The differences between the siblings quickly faded when not supplemented as froglets, so this needs to be kept up. Supplementing as tadpoles is basically a kick start, and I believe that the froglets supplemented as tadpoles and continued supplementing as froglets probably reach closer to wild coloration, but I've not had the tinc froglets to test this with.

What I *do* know, is based off experience with E. anthonyi 'Salvias' results that came when I did a lot of experimenting with their tadpole diet to get more robust froglets. There was not a noticeable color difference between supplemented siblings at morphing, and until a couple months of age - but remember _Epipedobates_ morph out brown, and develop adult coloration as subadults as they get closer to sexual maturity. At around 3-4 months of age I was getting sexually maturing froglets (males started calling) and the color change was in full swing. All the sudden the supplemented froglets were wine red subadults! The non-supplemented as tad froglets took a more gradual change. I couldn't see the bright coloration of the froglets on morphing out because the xanthophores in the froglets are covered by the brown and black melanophores. When the melanophores receded around sexual maturity, the differences in coloration were noticeable. After reaching full maturity, generally around two years to reach full color potential, this seems to be set. This does not seem to happen in the _Dendrobates_ genus, and the eggfeeder and tinc groups seem to need supplementing their whole lives to keep up the color. It's unknown how much color supplementing helps the Quinq group out, and it does not seem to be needed with the Thumbnails, as their colors seem to be based more heavily on iridiphores rather than xanthophores, but wouldn't hurt.

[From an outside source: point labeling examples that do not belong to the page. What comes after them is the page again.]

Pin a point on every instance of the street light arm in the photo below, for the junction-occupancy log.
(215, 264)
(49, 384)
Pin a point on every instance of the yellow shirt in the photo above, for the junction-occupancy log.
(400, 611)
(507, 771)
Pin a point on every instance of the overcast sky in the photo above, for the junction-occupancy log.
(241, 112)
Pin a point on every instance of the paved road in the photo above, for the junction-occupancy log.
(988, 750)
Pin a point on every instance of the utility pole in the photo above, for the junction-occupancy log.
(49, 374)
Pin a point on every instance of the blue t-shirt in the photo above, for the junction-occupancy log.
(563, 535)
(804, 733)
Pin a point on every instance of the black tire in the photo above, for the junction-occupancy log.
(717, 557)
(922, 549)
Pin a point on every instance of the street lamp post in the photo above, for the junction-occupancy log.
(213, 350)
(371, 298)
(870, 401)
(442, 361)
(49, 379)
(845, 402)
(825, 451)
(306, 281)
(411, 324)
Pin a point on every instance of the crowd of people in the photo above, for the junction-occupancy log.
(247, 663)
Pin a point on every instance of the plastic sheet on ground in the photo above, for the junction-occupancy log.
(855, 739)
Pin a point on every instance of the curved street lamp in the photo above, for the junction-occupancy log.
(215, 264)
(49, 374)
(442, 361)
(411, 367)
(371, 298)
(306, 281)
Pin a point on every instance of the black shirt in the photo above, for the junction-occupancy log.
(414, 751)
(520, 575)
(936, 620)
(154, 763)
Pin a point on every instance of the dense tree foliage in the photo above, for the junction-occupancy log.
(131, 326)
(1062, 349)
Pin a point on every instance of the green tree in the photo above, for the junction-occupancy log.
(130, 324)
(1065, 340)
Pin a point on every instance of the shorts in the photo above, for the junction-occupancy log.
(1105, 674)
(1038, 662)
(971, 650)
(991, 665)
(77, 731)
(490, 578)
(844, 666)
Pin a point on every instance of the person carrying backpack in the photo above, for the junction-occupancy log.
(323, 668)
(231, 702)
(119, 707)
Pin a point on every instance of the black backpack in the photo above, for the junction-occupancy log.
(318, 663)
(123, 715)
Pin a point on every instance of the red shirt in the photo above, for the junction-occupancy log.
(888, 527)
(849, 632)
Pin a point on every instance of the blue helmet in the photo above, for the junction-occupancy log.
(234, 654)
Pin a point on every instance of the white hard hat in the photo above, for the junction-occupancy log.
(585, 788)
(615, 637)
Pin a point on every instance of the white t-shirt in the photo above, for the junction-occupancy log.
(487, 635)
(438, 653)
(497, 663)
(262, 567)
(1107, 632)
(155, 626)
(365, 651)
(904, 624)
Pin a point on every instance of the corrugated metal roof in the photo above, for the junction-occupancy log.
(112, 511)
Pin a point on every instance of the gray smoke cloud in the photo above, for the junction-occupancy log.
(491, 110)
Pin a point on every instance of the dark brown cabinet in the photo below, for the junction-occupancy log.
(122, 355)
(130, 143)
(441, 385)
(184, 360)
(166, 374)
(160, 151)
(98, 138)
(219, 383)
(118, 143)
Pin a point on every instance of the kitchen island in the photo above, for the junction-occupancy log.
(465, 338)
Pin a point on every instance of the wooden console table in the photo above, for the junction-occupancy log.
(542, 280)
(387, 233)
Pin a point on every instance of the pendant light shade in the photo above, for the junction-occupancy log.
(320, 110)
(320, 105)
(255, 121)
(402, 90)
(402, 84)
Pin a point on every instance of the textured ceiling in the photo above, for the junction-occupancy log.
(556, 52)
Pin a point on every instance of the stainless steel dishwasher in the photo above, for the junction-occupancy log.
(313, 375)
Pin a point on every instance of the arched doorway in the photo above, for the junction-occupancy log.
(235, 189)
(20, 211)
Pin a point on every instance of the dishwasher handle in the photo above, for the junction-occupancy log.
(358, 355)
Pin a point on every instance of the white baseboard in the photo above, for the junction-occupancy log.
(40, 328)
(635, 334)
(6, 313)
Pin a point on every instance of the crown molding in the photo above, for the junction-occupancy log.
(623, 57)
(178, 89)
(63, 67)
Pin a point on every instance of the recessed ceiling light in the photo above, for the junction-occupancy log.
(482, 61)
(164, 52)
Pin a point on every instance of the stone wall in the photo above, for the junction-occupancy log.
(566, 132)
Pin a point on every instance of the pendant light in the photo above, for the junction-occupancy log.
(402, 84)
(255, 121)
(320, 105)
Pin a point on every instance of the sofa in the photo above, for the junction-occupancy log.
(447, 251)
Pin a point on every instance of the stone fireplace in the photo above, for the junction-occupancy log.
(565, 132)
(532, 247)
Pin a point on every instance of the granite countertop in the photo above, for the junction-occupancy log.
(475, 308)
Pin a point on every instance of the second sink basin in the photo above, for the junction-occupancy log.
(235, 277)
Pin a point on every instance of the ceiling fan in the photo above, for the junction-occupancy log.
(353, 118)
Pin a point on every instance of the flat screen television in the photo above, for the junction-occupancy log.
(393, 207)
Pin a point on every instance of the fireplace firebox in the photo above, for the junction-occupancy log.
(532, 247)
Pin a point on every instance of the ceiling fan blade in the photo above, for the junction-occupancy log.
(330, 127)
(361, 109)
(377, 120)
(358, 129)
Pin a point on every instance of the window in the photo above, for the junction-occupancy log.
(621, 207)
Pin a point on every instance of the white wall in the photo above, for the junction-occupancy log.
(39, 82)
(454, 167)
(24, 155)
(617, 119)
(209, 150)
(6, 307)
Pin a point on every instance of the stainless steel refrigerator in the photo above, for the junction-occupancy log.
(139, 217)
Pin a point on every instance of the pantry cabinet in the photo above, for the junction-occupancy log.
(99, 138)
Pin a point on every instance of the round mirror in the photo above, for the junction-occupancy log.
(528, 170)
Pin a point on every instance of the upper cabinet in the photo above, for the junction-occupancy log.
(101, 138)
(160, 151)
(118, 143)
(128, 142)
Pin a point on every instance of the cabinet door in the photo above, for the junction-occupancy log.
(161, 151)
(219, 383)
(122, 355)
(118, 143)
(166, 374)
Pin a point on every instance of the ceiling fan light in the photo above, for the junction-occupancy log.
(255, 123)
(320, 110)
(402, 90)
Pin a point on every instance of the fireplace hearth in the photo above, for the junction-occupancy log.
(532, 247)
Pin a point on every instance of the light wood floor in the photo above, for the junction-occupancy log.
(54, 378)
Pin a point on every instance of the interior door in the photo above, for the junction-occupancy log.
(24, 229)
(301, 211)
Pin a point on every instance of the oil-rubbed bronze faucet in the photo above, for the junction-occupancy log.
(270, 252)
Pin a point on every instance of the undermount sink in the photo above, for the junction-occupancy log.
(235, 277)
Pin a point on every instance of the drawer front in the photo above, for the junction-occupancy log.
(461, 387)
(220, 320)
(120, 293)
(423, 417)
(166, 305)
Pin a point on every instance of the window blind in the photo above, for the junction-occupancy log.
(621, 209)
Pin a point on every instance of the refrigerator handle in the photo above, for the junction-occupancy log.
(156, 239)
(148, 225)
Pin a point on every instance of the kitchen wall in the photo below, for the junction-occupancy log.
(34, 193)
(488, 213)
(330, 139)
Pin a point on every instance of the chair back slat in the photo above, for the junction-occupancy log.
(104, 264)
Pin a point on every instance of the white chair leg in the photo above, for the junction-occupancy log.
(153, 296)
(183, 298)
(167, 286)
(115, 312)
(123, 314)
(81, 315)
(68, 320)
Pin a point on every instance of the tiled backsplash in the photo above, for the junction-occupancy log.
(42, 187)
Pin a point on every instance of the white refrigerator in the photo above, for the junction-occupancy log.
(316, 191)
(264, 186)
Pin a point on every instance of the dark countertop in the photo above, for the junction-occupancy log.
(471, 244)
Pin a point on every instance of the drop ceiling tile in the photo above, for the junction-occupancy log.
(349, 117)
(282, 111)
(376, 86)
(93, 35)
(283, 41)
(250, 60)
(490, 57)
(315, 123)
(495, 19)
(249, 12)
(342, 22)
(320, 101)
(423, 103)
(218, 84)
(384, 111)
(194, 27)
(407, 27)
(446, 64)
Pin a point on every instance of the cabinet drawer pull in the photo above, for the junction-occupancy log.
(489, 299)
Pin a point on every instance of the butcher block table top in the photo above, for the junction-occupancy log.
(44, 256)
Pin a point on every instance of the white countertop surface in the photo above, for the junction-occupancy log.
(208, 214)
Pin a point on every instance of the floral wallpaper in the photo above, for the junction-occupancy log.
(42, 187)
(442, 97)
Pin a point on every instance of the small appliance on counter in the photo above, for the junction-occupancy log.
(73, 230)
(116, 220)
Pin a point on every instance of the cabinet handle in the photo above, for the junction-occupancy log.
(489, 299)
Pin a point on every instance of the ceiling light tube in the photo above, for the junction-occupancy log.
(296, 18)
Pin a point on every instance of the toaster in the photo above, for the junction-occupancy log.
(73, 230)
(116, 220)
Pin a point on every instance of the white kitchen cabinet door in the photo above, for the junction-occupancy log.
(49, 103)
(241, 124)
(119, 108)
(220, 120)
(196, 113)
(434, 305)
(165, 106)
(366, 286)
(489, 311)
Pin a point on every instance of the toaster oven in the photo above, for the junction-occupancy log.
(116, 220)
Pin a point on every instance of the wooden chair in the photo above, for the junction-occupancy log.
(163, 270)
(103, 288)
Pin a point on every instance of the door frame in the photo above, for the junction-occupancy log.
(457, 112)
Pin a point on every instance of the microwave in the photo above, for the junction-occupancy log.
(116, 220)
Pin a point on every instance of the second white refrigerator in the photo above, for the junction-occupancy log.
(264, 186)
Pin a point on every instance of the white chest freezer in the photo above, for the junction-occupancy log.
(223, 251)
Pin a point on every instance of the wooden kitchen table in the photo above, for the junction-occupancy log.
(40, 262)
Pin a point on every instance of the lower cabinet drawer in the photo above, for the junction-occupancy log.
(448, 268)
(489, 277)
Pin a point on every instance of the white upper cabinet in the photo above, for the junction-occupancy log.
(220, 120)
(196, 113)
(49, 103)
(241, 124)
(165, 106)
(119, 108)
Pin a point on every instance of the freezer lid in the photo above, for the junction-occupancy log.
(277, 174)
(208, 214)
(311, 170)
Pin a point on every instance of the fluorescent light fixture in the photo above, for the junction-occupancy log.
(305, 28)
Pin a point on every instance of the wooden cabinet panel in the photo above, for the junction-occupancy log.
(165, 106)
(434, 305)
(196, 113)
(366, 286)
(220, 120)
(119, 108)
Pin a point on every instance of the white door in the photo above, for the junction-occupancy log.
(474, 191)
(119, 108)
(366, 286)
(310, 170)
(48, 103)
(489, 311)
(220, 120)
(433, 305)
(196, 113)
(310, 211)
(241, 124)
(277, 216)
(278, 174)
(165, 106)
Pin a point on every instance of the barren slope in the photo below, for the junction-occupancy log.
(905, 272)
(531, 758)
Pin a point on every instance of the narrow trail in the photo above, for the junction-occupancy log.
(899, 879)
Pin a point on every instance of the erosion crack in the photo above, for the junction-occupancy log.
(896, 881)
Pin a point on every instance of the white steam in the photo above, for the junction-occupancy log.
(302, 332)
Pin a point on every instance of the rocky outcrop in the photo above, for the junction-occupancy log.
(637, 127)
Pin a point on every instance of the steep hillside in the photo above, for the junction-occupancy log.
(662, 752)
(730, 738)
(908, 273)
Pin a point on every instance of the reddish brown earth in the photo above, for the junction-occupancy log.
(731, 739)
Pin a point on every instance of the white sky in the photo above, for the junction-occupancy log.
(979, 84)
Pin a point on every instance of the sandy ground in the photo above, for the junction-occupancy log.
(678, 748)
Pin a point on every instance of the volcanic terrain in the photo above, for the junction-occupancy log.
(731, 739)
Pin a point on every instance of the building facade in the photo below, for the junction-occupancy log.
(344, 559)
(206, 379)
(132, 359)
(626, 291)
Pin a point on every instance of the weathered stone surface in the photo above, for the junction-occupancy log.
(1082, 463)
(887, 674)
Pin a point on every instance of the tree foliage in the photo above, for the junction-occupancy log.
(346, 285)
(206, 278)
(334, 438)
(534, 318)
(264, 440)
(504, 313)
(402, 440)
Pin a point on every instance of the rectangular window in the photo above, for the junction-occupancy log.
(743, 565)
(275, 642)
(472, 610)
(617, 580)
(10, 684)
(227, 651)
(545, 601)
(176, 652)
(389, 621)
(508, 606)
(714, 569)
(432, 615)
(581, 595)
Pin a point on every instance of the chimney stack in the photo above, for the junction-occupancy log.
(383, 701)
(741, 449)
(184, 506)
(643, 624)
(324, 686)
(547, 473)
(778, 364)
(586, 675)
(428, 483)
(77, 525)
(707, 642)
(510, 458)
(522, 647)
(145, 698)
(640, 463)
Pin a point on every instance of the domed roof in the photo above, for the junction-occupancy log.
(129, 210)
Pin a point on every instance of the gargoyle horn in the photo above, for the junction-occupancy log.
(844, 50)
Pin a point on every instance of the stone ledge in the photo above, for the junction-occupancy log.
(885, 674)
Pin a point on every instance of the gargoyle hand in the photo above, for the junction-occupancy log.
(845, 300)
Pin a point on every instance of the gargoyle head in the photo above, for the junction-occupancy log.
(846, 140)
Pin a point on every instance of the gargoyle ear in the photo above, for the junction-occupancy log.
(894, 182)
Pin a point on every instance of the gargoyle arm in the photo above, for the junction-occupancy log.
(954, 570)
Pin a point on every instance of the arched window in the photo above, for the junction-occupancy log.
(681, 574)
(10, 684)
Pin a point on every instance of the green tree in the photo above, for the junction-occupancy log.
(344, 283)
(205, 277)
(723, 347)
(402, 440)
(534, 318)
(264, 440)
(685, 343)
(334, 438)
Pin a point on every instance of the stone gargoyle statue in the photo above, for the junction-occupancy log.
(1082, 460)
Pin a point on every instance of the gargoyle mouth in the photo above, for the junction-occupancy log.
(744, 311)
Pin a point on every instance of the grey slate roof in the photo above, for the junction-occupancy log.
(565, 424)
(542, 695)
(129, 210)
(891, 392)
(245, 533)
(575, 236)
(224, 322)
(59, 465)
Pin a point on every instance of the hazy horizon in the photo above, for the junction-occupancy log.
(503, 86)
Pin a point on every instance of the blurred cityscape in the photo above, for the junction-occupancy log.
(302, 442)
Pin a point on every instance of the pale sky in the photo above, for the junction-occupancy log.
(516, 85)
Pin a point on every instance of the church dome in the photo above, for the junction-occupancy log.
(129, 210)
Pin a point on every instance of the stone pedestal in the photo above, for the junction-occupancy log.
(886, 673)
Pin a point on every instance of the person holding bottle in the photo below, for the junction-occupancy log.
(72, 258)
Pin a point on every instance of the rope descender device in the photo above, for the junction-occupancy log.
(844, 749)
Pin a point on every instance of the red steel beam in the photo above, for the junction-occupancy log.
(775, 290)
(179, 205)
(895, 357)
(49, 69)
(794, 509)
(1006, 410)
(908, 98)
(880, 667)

I mentioned sexual maturity in 3-4 months with my froglets - this was due to the tadpole diet. In _Epipedobates_, especially the tricolor complex, froglet size is heavily influenced by tadpole diet, and typical _Dendrobates_ algae based diet results in smaller froglets that take longer to mature... 6-9 months or so.


----------



## Ed (Sep 19, 2004)

snip "Xanthophores - the only pigment in which there seems to be significant dietary influence. This pigment is made up of carotenes, and the specific kinds (there are hundreds) vary by the specific frogs. These tend to show up in our frogs as paler coloration of the reds, yellows, and oranges in CB and LTC animals. We aren't making the color better than it was, but rather trying to make it like it is for them in the wild. "endsnip

The xanthopores can also contain other pigments such as pterins.. The color is not totally dependent on carotenoids. 

Ed


----------



## KeroKero (Jun 13, 2004)

I was trying to keep it simple


----------



## kermit70 (Jan 24, 2006)

thanks everyone!!!!!!!

time to raid the kitchen cabinets


----------



## lukebalsavich (Feb 14, 2006)

I seem to remember reading somewhere that paprika can be hard on the liver.. am I making this up?


----------



## Ed (Sep 19, 2004)

The little literature I have seen on paprika does not show any liver toxicity.